Но сегодня, когда «общество знания» находится на распутье в преддверии глубокой трансформации структур индустриальной цивилизации, надо преодолеть устаревшие догмы и отбросить оружие старых конфликтов. Надо вдуматься в важное предупреждение Гейзенберга: «Естествознание стремится придать своим понятиям объективное значение. Наоборот, религиозный язык призван как раз избежать раскола мира на объективную и субъективную стороны; в самом деле, кто может утверждать, что объективная сторона более реальна, чем субъективная? Нам не пристало поэтому перепутывать между собой эти два языка, мы обязаны мыслить тоньше, чем было принято до сих пор» [93, с. 340].
Разрабатывая большой проект строительства «общества знания» в постсоветской России, необходимо учесть прошлые ошибки и вовлекать в это строительство все системы знания, в которых реально мыслят социальные группы и субкультуры, и прежде всего самая массовая категория — «человек из народа». Знание, сформированное в системе религиозной когнитивной структуры, должно занять в рациональности российского «общества знания» подобающее место.
Глава 10
Социология западного «общества знания»
В дискуссии о грядущем «обществе знания», которая развернулась с конца 70-х годов и идет поныне, главной темой была
В целом, с самого начала дискуссии мнения разделились весьма полярно. Можно было, впрочем, выделить социологов и философов, которые считали, что предвидеть, по какому пути пойдет развитие «общества знания», в принципе невозможно. Это развитие пойдет по пути кризисов, на котором возникнет много точек бифуркации (разветвления путей), и в каждой из них траектория может измениться.
Ясперс писал: «Реальность техники привела к тому, что в истории человечества произошел невероятный перелом, все последствия которого не могут быть предвидены и недоступны даже для самой пылкой фантазии, хотя мы и находимся в самом центре того, что конституирует механизацию человеческой жизни» [295, с. 146]. Ж.-П. Кантен также считал, что «переход к технологическим системам нового (комбинаторного) типа вызовет непредсказуемые системные изменения (мутации) в обществе в целом: „Технологический шок“, вызываемый комбинаторной технологией, требует поместить его в более широкую перспективу, а именно в рамки „социальной“ (следовало бы сказать — „культурной“) мутации, которую мы переживаем» [123, с. 208].
Таким образом, сразу ставился под сомнение тезис «апологетов», которые видели в новой науке и технике лишь благотворную конструктивную силу, не обладающую, с точки зрения общества в целом, «потенциалом зла». Р. Коэн в статье «Социальные последствия современного технического прогресса» подчеркивал, что наука и техника — инструменты социальных изменений, так что «общество знания» надо прежде всего рассматривать через призму социологии. Он писал: «Технические новшества создают свою собственную политэкономию культуры наряду с политэкономией науки. Это создает новое объектное поле для социальных наук, с помощью которых предстоит выяснить, являются ли наука и техника идеологическими, партийными или чисто инструментальными… Наука и техника, бурно прогрессирующие и всемирные, не могут быть нейтральными, что бы ни говорили поверхностные критики о ее безответственной инструментальности» [150, с. 224].

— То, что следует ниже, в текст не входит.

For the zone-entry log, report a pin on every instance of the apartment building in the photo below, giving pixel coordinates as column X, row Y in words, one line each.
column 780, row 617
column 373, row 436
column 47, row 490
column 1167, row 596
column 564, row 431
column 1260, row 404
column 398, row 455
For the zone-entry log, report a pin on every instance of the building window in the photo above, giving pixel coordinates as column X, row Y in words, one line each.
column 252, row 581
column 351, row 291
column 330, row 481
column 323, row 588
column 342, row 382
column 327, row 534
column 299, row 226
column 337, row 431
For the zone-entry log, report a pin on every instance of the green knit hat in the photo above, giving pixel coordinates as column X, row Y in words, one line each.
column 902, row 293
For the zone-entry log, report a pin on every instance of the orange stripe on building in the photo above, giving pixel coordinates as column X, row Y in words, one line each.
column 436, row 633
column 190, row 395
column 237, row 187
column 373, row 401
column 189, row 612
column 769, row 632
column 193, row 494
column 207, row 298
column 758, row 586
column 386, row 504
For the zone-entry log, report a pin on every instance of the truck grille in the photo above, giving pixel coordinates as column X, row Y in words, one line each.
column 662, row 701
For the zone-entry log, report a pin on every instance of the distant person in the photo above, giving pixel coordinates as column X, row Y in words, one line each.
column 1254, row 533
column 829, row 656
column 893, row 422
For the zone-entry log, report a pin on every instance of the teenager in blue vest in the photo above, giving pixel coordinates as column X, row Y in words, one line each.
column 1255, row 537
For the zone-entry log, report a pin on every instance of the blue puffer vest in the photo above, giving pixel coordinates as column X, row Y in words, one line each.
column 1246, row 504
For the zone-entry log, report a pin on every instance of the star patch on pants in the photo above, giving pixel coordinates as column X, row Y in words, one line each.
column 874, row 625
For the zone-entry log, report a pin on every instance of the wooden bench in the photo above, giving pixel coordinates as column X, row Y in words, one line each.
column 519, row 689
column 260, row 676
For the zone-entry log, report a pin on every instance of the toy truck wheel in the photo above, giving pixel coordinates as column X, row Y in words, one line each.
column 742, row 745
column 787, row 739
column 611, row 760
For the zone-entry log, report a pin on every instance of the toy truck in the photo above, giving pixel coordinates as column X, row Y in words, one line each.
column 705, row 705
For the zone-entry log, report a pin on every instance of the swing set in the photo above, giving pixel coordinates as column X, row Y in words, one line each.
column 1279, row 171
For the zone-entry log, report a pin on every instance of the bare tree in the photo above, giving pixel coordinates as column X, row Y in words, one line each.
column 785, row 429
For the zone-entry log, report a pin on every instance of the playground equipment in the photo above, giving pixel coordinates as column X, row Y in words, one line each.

Футурологический подход к попытке описать грядущее «общество знания» с самого начала вызывал методологические возражения и потому, что отказывался от представления развития знания как элемента исторического процесса общественного развития как системы. Хюбнер резко критикует футурологию за ее отказ от историзма и превращение будущего в единственное временное измерение, которым оперирует технократическое сознание с фетишизацией прогресса.